O impacto atravessou toda a estrutura operacional: margens, ROIC, capital investido e geração de valor econômico foram reclassificados para baixo, desmontando a percepção de que a empresa entregava eficiência acima do setor.
Ajuste retroativo muda leitura do desempenho
O ajuste reduziu os estoques de R$ 5,088 bilhões para R$ 4,074 bilhões, alterando imediatamente a fotografia do ativo circulante, que caiu para R$ 9,385 bilhões. Esse movimento atingiu o Capital de Giro Operacional Líquido, que recuou 19%, para R$ 4,345 bilhões.
Essa revisão atravessou o cálculo do capital investido, agora em R$ 10,226 bilhões, uma queda de 9% em relação ao valor divulgado antes da reclassificação. Como o capital investido é a base do retorno econômico, a mudança reduziu a capacidade demonstrada de gerar valor.
No resultado operacional, o impacto foi ainda mais profundo: o lucro operacional caiu de R$ 1,683 bilhão para R$ 669 milhões, e o lucro bruto recuou 17%. A empresa ainda não republicou a DRE ajustada, mantendo o mercado na expectativa.
ROIC desaba e empresa passa a destruir valor
Com a redução do lucro operacional e do NOPAT, o ROIC despencou de 14,9% para 6,3%, queda de 58%. O indicador, que sugeria retorno marginalmente superior ao custo de capital, passou a sinalizar destruição de valor.

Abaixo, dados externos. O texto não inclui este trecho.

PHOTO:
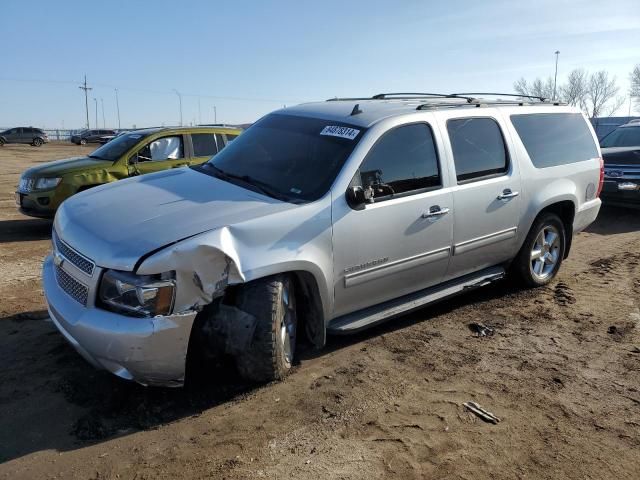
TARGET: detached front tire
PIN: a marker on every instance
(272, 302)
(540, 257)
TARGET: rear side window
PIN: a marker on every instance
(555, 138)
(204, 144)
(478, 148)
(403, 160)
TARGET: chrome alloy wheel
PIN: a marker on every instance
(289, 323)
(545, 253)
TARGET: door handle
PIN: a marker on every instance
(435, 211)
(507, 193)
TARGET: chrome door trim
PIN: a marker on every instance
(485, 240)
(396, 266)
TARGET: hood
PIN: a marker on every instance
(116, 224)
(59, 168)
(621, 155)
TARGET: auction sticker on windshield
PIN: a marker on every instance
(342, 132)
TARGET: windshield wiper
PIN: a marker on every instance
(262, 187)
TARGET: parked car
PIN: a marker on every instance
(44, 187)
(323, 218)
(621, 154)
(90, 136)
(29, 135)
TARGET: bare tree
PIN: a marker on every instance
(538, 88)
(574, 92)
(635, 84)
(601, 98)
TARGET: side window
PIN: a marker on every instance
(165, 148)
(555, 138)
(403, 160)
(478, 148)
(220, 141)
(204, 144)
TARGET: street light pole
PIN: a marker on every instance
(118, 107)
(86, 98)
(96, 102)
(555, 78)
(180, 100)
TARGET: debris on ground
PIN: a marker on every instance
(481, 330)
(480, 412)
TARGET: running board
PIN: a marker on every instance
(368, 317)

A análise mostra que o VEC, antes positivo em R$ 193 milhões, virou negativo em R$ 697 milhões, apontando deterioração de 461%. Assim, a empresa passou de criadora para destruidora de valor econômico.
O cenário sinaliza que o desempenho reportado anteriormente não refletia a realidade operacional, o que reforça o debate sobre governança corporativa e controles internos.
Ciclo financeiro revela distorção estrutural
O ciclo financeiro ajustado expôs um desalinhamento relevante: enquanto peers como Assaí, Carrefour e Pão de Açúcar operam com ciclo negativo entre -12 e -23 dias, o Grupo Mateus mantém ciclo positivo de 64 dias.
Os estoques param 61 dias imobilizados, enquanto o prazo com fornecedores é de apenas 37 dias, o que exige financiamento contínuo da operação. No setor, esse descasamento indica consumo de caixa, e não geração.
Os ajustes nos estoques, portanto, deixaram evidente uma estrutura de capital de giro menos eficiente do que se imaginava, ampliando o risco operacional embutido na empresa.